- Directed by: Pupi Avati
- Screenplay by: Pupi Avati; Antonio Avati; Gianni Cavina; Maurizio Costanzo;
- Story by: Pupi Avati; Antonio Avati; Gianni Cavina; Maurizio Costanzo;
- Produced by: Gianni Minervini; Antonio Avati;
- Starring: Gianni Cavina; Francesca Marciano; Carlo Delle Piano; Greta Vayan;
- Cinematography: Pasquale Rachini
- Edited by: Maurizio Tedesco
- Music by: Amedeo Tommasi
- Production company: A.M.A. Film S.r.l.
- Distributed by: Euro International Film
- Release date: 10 March 1977 (Italy);
- Running time: 103 minutes
- Country: Italy

= Tutti defunti... tranne i morti =

Tutti defunti... tranne i morti is a 1977 film directed by Pupi Avati.

==Production==
Following the release of The House with Laughing Windows, director Pupi Avati became anxious of his reputation as a director, stating that he was being described as the "Polanski of Po Valley'" which he did not like.
 Do this Avati developed his next film Tutti defunti...tranne i morti, which Italian film historian and critic Roberto Curti described as a combination of old dark house gothic, elements of Agatha Christie's Ten Little Indians, and tongue-in-cheek parodies of giallo. The story and screenwriting credits in the film are credited to Pupi Avati, his brother Antonio Avati, Gianni Cavina, and Maurizio Costanzo, Pupi Avati stated that "most ideas were mine" and that the screenwriters "did not follow a real method: we were trying to out do each other on who managed to reach the most absurd territory.
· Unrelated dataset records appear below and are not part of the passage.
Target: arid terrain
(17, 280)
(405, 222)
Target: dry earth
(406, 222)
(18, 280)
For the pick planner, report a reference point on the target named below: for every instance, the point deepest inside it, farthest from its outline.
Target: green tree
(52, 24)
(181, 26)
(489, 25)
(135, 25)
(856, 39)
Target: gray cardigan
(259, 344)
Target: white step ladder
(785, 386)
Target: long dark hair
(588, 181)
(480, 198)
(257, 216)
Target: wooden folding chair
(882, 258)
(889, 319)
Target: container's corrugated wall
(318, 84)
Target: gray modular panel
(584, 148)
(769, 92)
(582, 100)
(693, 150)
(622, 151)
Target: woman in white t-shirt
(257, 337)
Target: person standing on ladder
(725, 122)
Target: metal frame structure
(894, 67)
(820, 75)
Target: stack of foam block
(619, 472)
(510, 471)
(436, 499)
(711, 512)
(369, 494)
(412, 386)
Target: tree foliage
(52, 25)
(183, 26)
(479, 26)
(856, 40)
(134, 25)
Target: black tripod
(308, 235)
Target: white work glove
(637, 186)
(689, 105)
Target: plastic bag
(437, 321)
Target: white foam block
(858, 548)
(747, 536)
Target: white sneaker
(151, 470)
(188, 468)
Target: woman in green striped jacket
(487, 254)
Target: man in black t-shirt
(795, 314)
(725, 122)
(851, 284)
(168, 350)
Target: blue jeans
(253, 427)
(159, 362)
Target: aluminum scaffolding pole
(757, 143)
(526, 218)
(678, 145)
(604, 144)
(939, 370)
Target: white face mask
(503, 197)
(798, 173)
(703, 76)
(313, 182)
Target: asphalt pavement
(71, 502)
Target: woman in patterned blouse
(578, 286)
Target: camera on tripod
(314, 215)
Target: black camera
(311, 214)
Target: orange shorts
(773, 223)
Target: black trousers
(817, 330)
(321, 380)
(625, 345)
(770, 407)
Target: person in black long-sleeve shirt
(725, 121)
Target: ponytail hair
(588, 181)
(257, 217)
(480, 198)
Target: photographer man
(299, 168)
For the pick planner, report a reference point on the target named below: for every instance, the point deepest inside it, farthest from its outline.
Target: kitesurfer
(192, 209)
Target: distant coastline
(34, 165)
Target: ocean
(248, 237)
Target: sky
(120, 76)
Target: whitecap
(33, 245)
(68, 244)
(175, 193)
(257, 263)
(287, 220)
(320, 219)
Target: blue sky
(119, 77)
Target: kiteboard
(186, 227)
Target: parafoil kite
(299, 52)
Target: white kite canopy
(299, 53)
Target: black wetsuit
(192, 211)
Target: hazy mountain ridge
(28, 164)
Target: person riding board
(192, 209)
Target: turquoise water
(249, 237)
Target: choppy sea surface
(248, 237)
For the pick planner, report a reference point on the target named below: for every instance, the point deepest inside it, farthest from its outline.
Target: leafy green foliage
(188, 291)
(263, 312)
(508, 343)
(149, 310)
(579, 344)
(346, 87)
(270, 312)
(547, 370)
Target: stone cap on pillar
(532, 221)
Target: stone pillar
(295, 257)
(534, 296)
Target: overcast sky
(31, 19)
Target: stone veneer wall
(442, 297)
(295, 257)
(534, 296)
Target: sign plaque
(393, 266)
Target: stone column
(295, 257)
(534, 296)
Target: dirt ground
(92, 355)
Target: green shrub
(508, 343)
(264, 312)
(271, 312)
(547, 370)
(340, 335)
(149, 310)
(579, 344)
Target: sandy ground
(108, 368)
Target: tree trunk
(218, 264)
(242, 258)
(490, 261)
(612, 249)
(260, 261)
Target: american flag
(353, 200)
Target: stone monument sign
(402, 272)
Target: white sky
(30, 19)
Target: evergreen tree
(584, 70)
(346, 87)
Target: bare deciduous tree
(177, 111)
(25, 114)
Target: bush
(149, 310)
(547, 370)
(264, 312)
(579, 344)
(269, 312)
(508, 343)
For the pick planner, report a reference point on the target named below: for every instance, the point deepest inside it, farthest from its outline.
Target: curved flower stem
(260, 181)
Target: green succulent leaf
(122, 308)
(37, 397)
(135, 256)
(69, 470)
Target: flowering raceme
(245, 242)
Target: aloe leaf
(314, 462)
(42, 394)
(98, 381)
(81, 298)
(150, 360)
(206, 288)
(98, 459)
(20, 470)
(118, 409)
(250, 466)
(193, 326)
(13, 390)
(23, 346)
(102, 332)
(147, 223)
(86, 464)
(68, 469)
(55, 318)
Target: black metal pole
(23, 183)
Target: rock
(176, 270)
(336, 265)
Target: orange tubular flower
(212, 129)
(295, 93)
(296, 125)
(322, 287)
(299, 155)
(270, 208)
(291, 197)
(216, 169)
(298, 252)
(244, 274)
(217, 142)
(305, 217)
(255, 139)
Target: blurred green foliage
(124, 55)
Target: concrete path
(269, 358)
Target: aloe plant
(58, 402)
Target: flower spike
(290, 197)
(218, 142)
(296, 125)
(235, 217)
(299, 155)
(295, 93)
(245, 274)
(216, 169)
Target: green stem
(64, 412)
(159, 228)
While casting for the film, the role of Buster played by Michele Mirabella was originally planned for Luigi Montefiori. Curti described the film as having a low budget with a small crew. The film was shot in the hills near Bologna and Modena in late 1976.

==Release==
Tutti defunti...tranne i morti was distributed in Italy by Euro International film on 10 March 1977. The film grossed a total of 279,708,450 Italian lire on its domestic release.